What does AI have to do with the insurance industry?
It is important for the insurance industry to understand that it must be a part of this digital progress – in every respect. The adjustments to technological progress will happen within the companies themselves. We have already experienced this with big data and the findings from data analytics. Will we still have traditional underwriters in ten years, or just “smart” algorithms? And yet the digitisation of our traditional core business, and the application of AI to underwriting and claims management, are merely minor aspects.
For me, the product side is much more interesting. International insurance companies are insuring technologies and services that are based on artificial intelligence, and we have to understand what implications this will have. For example, self-driving cars raise the issue of whether vehicle-holder liability is still an appropriate model. Or what are the liability issues, today and in the future, when a medical diagnosis based on AI systems proves to be wrong?
And risk is not the only relevant aspect.

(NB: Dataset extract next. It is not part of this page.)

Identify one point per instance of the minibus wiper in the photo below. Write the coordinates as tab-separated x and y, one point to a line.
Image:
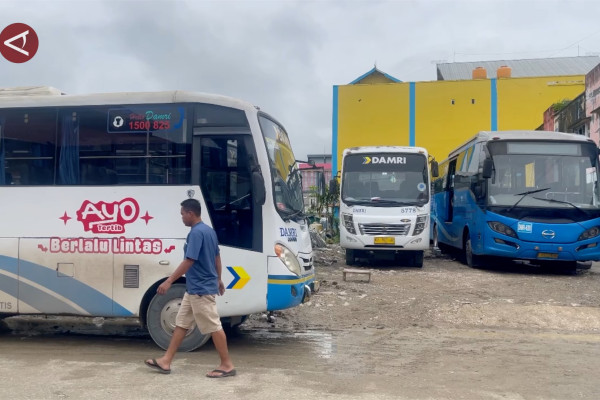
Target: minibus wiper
563	202
525	194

The use of AI instruments, in Industry 4.0 and on cyber tools, allows us to implement holistic risk management solutions for our clients. This will lead us away from the purely reactive financial compensation of damages, and towards loss prevention for our clients, as well as offering them significantly improved services when a loss does occur. There is enormous business potential just waiting to be used in the decades of loss and risk management experience that the insurance industry has accumulated.